When my dad came to move me out of my apartment in Denver in May, we went out to eat at a pizza restaurant in an old house west of the university, towards the mountains. We talked about a lot of things we had never talked about before or at least that we had not talked about for a long time—his mom, my childhood, this one time in Lafayette. As we talked, we noticed a little boy playing at the table next to ours. His name was something from the 19th century: Felix, George, Alexander…I remember now: it was definitely Alexander. Alexander’s parents were weirdly distressed with their child’s playing, even though he was one of the mildest kids either of us had ever seen. So after a while, blond, curly haired Alexander, tired of his parents, his parents tired of him, noticed my dad. He crossed the room to my dad’s chair, and my dad commenced this game of completely covering Alexander’s head with his baseball cap. Alexander laughed and laughed and eventually crawled into my dad’s lap while they played this hilarious head covering hat game. It was weirdly beautiful to watch how easily my dad and Alexander hit it off. Even Alexander’s parents were happy. More importantly, Alexander was happy.

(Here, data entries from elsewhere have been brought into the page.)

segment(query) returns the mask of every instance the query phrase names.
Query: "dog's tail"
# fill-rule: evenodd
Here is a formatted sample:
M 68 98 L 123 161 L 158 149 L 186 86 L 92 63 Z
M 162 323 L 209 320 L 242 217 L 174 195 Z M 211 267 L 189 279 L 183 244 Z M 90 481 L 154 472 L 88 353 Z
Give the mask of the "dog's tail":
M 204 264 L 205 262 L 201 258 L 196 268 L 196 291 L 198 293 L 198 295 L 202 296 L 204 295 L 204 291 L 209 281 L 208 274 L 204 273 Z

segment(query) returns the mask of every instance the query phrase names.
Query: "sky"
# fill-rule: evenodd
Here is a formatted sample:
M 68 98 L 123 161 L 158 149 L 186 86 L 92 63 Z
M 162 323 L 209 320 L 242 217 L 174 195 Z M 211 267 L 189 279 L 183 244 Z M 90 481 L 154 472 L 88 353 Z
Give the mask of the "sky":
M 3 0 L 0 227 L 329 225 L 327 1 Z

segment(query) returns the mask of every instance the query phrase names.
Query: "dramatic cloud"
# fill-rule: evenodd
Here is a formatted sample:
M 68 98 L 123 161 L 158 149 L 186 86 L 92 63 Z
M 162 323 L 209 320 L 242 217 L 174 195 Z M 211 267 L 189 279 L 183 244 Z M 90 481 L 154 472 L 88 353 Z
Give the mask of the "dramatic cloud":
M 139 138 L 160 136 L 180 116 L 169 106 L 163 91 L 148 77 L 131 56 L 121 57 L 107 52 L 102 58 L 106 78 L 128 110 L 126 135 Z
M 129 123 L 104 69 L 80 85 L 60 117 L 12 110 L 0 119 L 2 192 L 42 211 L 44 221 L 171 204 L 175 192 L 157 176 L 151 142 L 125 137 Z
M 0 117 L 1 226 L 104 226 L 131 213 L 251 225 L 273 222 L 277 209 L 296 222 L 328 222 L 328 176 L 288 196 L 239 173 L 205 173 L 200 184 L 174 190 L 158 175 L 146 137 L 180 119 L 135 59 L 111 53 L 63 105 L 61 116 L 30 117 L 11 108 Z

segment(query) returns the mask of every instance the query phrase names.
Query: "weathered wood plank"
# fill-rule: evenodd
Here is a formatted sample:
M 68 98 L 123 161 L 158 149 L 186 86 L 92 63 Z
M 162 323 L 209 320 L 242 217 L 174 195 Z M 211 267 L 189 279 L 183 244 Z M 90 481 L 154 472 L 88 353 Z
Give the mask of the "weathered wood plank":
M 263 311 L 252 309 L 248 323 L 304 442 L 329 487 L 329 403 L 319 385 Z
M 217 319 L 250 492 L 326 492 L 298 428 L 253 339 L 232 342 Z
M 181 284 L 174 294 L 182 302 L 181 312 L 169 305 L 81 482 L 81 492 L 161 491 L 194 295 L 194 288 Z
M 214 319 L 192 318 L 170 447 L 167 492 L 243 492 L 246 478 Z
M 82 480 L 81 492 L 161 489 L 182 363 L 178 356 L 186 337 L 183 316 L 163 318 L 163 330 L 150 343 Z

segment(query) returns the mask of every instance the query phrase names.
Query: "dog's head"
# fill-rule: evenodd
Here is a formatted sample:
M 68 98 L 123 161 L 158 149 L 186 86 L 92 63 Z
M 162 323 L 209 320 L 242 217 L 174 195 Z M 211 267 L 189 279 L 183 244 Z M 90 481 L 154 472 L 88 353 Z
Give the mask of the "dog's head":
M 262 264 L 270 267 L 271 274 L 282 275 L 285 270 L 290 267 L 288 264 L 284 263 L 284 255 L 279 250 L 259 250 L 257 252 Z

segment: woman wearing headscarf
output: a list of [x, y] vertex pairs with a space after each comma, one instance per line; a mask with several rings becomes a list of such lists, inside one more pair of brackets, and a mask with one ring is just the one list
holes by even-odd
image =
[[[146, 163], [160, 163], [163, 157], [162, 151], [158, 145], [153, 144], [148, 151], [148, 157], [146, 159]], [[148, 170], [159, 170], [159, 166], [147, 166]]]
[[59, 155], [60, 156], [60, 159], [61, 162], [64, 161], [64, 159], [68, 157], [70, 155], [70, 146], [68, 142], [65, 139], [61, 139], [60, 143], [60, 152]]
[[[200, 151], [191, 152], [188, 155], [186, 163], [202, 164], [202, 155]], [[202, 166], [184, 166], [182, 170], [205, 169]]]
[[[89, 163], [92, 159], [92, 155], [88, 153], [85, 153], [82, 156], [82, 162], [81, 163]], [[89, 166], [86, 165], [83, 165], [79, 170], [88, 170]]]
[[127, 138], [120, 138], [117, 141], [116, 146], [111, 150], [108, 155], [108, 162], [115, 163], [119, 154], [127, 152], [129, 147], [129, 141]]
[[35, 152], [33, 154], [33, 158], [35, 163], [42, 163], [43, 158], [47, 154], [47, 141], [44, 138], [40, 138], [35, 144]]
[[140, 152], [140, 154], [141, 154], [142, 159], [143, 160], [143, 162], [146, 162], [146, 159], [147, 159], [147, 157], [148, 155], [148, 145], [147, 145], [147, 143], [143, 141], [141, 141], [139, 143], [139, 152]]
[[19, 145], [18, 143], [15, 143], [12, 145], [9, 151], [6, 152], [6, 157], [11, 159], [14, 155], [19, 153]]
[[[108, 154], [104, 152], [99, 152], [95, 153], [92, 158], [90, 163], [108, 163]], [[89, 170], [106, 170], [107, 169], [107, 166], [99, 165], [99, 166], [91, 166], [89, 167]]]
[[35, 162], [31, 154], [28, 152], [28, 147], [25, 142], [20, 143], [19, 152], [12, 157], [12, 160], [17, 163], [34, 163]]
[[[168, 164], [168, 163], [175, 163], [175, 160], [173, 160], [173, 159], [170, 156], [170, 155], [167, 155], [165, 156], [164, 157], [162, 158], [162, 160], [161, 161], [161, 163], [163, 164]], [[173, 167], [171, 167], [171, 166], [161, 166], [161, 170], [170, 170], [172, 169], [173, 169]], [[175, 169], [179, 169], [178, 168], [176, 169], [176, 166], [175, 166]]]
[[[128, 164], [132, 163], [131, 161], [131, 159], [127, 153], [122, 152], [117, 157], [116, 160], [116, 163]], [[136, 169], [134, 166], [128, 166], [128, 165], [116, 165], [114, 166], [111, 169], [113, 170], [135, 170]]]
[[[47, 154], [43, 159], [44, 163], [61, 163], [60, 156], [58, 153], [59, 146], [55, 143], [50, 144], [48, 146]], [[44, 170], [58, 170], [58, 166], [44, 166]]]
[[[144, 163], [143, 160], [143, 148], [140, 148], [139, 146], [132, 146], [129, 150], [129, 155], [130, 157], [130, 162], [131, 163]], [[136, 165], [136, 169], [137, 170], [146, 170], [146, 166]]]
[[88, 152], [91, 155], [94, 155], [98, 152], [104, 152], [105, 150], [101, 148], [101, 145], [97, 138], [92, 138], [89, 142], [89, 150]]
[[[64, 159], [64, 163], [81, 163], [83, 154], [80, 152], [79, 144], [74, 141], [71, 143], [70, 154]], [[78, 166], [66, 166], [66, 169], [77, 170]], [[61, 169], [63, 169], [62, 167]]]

My dad loved all children, and he had a demeanor with a depth and brightness that was very easily understood by children. And as I think of my dad, this is what I remember: when I was around four years old, there was this video I watched frequently about world cultures. These kids traveled all over the world in under an hour, learning dances and music from different countries; and whenever the kids in the video made it to Japan, and the Japanese music started to play, he would rush to my room to grab this doll, dressed in a bright red kimono, that I think he must have bought in Japan sometime in the 1980s. He would twirl ridiculously around the room with this doll on his head, widening his mouth and eyes in a way only my dad could ever do. You know what face I mean if you’ve seen it. It’s the same face he made if he was pretending to be spooked by something or if he was on the verge of mocking high drama. I think it was the most hilarious thing I ever saw him do.
My dad gave profound meaning to the past. It wasn’t so much that he dwelled in the past but that the past was always a very present current in his life, like a river that seeped through cracks in the rocks or like houses he visited to unlock and explore, room by room, over the years. I remember in my childhood visiting his old homes throughout Louisiana, his old schools. I am sure that I too will nurture these habits, for better or for worse, of visiting, year after year, the places which have held meaning for me. His favorite book was Brideshead Revisited, which reflects on memory and the ways in which memories come alive even when the places haunted by them are changed and the people associated with them are gone. One meaningful, memory-filled place stands out: there was this white gazebo that stood a little out on a marsh, by the lakes at LSU, that he found one day a few years ago when we were riding bikes out there. As soon as he saw it, he stopped, realizing it was a gazebo he’d seen in his childhood, and everytime he saw it after that day, he would either take a picture of it to send to me or tell me in excitement that he had once again visited the gazebo. He loved that gazebo. He might have said, and probably in fact did say, “That gazebo is awesome.”